Puis viendra le Morvan, tant redouté. Ce relief sauvage peut s'avérer très difficile à négocier par mauvaise météo. Pris dans les pistes boueuses, les moyennes peuvent chuter lourdement mais heureusement, nous bénéficieront d'un temps clément. Je passerai, comme souhaité, le massif d'une seule traite, arrivant tard, vers minuit, à Autun où je dormirai sur un bout de pelouse, entre 2 crottes de chiens, sur les hauteurs de la ville. Les températures étaient en effet beaucoup plus clémentes que sur les reliefs et rouler un peu de nuit pour atteindre les portes du Morvan était un bon calcul.
Il faut, de bon matin, attaquer la trace de nuit pour viser l'Allier, traverser les plaines et se retrouver enfin, au pied du Massif Central. Le relief ne fait pas de cadeau, certaines traces sont très techniques et demandent de descendre du vélo. Si certains sentiers se négocient à VTT, passer avec un vélo lourd, chargé, est une autre histoire. La géométrie, le poids du vélo et la longueur de l'épreuve invitent à la prudence. Le défi n'est pas technique, seule l'arrivée dans les temps compte, et pour cela, il faut éviter à tout prix la casse mécanique et la blessure.
Les paysages changent encore, s'élèvent et régalent les yeux, à en oublier la fatigue. Des sommets, on devine l'après Massif, où les déclivités s'assagissent, puis la descente vers La Bourboule, d'où il restera malgré tout encore de bons cumuls de dénivelés positifs dans le Cantal puis la Dordogne.

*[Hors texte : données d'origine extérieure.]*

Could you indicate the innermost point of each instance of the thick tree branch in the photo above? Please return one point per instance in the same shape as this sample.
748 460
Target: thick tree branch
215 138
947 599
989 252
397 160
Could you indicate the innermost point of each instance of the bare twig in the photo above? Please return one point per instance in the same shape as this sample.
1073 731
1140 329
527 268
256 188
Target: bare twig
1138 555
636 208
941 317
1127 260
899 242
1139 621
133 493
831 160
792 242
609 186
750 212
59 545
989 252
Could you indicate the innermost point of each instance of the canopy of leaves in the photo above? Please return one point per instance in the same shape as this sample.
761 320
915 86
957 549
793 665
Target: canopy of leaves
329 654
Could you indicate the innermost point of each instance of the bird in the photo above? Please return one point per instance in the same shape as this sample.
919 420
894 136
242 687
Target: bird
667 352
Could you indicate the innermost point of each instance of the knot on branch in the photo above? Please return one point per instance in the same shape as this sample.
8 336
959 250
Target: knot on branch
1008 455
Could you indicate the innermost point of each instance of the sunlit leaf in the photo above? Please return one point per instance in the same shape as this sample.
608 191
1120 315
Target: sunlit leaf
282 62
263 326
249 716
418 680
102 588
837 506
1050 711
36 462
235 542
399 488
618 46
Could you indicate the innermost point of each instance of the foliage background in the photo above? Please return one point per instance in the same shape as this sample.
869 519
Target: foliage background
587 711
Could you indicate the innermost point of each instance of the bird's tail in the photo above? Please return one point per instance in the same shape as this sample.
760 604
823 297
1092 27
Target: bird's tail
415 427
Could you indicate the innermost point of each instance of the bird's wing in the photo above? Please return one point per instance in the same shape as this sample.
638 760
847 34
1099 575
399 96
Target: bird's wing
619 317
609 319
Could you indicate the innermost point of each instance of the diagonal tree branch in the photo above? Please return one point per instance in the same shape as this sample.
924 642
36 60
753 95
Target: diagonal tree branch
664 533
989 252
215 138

La rivière Dordogne justement, sera traversée à 3 reprises et j'apprécie le passage à Argentat au petit matin, où je dégusterai les meilleurs pains aux raisins de toute la traversée. De beaux souvenirs de la Dordogne Intégrale ressurgissent et j'ai une pensée pour les copains raiders qui ont bataillé, la veille, sur The RACE (Raid Aventure Corrèze Expérience).
La dernière traversée du fleuve permet d'entrer dans le Lot, par le sublime village de Carennac. Mentalement, j'ai beaucoup de plaisir à atteindre le Lot, je suis presque à la maison, les sentiers, chemins, la végétation, les habitations en pierres sèches me sont familiers. De plus, c'est à partir de là que je vais prendre un réel plaisir en pilotage, sur les monotraces, chemins de buis et « rolling stones » lotois. C'est aussi là que je vais connaître, le lendemain du passage de la Dordogne, les pires conditions météo de la French Divide avec une pluie soutenue de 5H30 du matin à 13H00, de Vers (46) à St Antonin Noble-Val (82) dans la Vallée de l'Aveyron.
La journée a été longue, avec beaucoup de monotraces techniques, des chemins rendus glissants, des traces qui tabassent, des pentes raides, beaucoup de poussages, mais tellement sauvages, tellement sympa en terme de pilotage que la journée fut un réel bonheur, jusqu'au CP 3, à Puycelci (82) où le bonheur fut total à l'oblitération du passeport au dernier CP, qui donnait de surcroît l'occasion de se restaurer dans un restaurant proposant des produits locaux, «included binouze».
Je marque un arrêt assez long, puis décide de poursuivre et rouler un peu avant la nuit. La trace en forêt n'est pas très précise et j'erre un peu sur les sentiers serpentant dans les arbres, où la nuit arrive encore plus tôt et je m'extirpe tant bien que mal d'un bourbier collant pour rejoindre Salvagnac, où le seul petit hôtel, qui accueille déjà 2 Dividers, me permet de passer une nuit réparatrice.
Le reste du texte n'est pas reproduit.